Piątek, 26 kwietnia 2024 r. 
REKLAMA

Życie na zasiłku – Romantica i test białej rękawiczki

Data publikacji: 29 września 2018 r. 07:02
Ostatnia aktualizacja: 09 lipca 2019 r. 12:21
Życie na zasiłku – Romantica i test białej rękawiczki
 

Korzystanie z pomocy społecznej, zasiłków, świadczeń, zapomóg dla jednych jest trudną koniecznością, dla innych sposobem na życie. Szczególnie biegli potrafią wybrać z tego garnuszka, ile się tylko da. Odmowy nie znoszą, więc gdy ich podanie rozpatrywane jest negatywnie, do pracownika socjalnego, mającego pomóc podopiecznemu w meandrach losu, leci taka wiązanka: „Ty łajzo, siedzisz na dupie, nic nie potrafisz, nic nie robisz i jeszcze utrzymujesz się z moich podatków! Złożę na ciebie skargę do prezydenta!”.

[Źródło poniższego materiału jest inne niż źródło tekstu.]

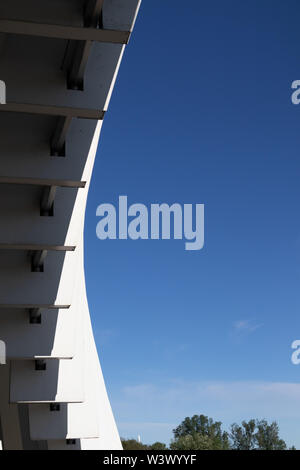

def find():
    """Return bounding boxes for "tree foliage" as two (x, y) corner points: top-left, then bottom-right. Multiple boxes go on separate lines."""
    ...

(171, 415), (230, 450)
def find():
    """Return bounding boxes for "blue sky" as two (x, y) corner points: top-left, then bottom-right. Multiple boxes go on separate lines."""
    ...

(85, 0), (300, 448)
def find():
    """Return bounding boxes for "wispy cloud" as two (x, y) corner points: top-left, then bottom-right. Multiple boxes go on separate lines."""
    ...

(114, 379), (300, 447)
(233, 320), (263, 335)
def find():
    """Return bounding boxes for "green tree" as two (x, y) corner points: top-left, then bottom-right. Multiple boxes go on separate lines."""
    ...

Każdy, kto znalazł się w trudnej sytuacji życiowej i nie jest w stanie sam się z tym uporać, może się starać o wsparcie w instytucjach pomocowych, z których pierwszą są właściwe ośrodki pomocy społecznej. Chodzi m.in. o ubóstwo, bezdomność, bezrobocie, niepełnosprawność, długotrwałe choroby, bezradność w sprawach opiekuńczo-wychowawczych i prowadzeniu gospodarstwa domowego, zdarzenia losowe i sytuacje kryzysowe.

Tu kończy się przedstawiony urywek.